School Life

 

 

 

 

 

Observation: Prisoners in America have it made…  See I think that they complain too much.  If we really want to make the criminals in America pay for their crimes.  Then we should send them to public school in Japan.  I never knew cold until I stepping into school on Monday.  You know its cold when you just want to turn around and go back outside. 

 Fact:  Prisons in America have some kind of heat.  Schools in Japan have none.  No, I didn’t make a mistake.  There’s no heat in my school.  I have to race down with my the hallways so I can beat the drafts that are nipping at my heels. 

Then I see the students.  They make me even colder.  Here, I am bundled up looking like I’m about five months pregnant and they’re wearing shorts and a thin long sleeve zip up that someone had the nerve to label a jacket.  The girls that aren’t going to and from gym class have to wear skirts.  Now this is when I want to go all-Scottish on the Japanese men who run the school system.  They should all have to wear skirts (sans hose) in the middle of winter.  Their bonny legs would be knocking harder than a Toyota in bad need of a tune up.   

So here I sit in the computer room typing out this email and I’m popping cough drops like they’re a last meal.  I work up feeling fin this morning walked into school and was welcomed into class with a chorus of coughing.  Can we say: tuberculosis, pneumonia, influenza, flu, and sinusitis?  Yes all those things and more.  When I took an informal poll about how all my students were doing.

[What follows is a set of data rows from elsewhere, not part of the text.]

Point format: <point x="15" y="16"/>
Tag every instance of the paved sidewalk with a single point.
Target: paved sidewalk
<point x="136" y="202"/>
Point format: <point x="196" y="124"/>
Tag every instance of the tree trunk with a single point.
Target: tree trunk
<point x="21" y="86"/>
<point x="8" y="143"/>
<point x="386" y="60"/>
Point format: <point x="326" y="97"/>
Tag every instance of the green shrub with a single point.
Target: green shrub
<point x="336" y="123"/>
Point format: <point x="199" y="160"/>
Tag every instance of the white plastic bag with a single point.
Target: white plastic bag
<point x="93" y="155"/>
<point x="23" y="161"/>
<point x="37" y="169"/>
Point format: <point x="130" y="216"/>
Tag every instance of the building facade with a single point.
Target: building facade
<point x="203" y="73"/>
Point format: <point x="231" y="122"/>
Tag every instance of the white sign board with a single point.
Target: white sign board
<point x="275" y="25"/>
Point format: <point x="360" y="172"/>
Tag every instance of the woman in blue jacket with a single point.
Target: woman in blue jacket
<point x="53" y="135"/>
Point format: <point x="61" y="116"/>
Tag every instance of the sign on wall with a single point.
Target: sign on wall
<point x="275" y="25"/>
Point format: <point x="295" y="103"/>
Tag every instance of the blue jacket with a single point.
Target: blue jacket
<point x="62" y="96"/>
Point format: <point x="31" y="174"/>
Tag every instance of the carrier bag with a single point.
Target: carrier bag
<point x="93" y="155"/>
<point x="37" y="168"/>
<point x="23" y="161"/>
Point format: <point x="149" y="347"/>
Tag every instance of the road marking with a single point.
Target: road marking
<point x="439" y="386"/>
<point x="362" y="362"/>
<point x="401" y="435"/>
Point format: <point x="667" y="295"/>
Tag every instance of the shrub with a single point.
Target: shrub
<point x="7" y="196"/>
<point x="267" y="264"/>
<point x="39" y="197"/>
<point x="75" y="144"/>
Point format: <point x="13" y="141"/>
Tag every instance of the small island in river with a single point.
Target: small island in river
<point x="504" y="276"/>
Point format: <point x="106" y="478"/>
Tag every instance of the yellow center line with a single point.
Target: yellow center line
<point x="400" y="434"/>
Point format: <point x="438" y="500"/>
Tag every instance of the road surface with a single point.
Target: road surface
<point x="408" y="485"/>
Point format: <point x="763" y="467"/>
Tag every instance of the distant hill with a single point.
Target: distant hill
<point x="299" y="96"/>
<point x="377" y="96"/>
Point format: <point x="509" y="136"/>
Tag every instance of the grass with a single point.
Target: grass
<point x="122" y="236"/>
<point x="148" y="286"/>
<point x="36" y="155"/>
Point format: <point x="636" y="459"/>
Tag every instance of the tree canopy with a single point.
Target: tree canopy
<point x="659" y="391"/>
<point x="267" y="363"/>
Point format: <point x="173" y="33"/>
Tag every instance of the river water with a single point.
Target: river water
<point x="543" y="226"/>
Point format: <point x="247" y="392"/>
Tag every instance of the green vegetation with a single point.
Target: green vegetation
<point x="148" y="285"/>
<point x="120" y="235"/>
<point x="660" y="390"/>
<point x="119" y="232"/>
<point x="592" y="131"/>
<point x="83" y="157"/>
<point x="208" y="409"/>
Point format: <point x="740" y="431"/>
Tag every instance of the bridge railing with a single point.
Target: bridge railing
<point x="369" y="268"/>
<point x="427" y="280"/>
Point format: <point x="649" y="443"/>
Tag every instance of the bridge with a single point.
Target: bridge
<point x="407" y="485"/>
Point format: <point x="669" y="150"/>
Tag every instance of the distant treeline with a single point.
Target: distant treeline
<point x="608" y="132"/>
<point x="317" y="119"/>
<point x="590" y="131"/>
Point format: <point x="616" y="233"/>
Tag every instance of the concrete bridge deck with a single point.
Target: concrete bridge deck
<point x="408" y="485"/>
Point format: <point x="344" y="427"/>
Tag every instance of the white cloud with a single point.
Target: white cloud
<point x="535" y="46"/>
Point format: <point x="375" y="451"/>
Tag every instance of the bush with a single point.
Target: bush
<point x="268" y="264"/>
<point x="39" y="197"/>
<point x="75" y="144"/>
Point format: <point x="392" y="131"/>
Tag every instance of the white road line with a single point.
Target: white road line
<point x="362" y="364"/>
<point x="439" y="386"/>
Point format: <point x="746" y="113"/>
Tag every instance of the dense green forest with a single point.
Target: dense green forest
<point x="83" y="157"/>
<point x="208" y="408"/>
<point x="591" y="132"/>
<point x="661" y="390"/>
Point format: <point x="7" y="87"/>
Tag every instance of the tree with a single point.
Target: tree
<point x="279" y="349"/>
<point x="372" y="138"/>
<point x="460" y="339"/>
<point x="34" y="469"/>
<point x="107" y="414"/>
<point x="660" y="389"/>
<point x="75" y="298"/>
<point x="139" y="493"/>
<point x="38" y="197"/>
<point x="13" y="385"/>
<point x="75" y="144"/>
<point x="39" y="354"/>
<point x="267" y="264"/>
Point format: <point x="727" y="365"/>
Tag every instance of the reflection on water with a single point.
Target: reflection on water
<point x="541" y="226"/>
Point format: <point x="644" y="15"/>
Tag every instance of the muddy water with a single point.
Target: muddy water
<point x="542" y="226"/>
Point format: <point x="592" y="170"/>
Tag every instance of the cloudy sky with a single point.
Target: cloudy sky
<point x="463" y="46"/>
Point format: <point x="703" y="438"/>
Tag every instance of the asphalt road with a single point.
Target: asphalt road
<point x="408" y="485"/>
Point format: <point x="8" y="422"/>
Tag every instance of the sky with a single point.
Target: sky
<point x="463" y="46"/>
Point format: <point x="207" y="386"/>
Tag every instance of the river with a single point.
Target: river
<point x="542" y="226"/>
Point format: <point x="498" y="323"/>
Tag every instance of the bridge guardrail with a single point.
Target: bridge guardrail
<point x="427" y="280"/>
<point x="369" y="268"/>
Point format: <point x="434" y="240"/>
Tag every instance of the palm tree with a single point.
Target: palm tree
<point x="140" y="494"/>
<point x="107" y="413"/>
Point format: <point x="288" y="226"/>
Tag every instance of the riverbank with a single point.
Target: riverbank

  Out of 100 kids almost 75% said they were cold while the rest said they were sick.  I was impressed because usually they don’t respond, but this last week they’ve been quick to say one word: COLD.  So when I get some free time or when my fingers stop shaking, I will write my Congressman a letter suggesting that prisons should not be heated and that all the money saved by the taxpayers should go to save the shivering kids and teachers in Japan.

PS.  As I was tying this letter I noticed that there is also no heat in the computer room.  Then I realized it’s only November and I have to walk alongside the train tracks to and from school for the rest of the term.  After I had finished coughing up at least half of my congested lungs a Japanese teacher informed me in a highly amused voice that the coldest month in Japan is February.  Sitting here looking at the frost inside the window, I wonder if I will survive that long.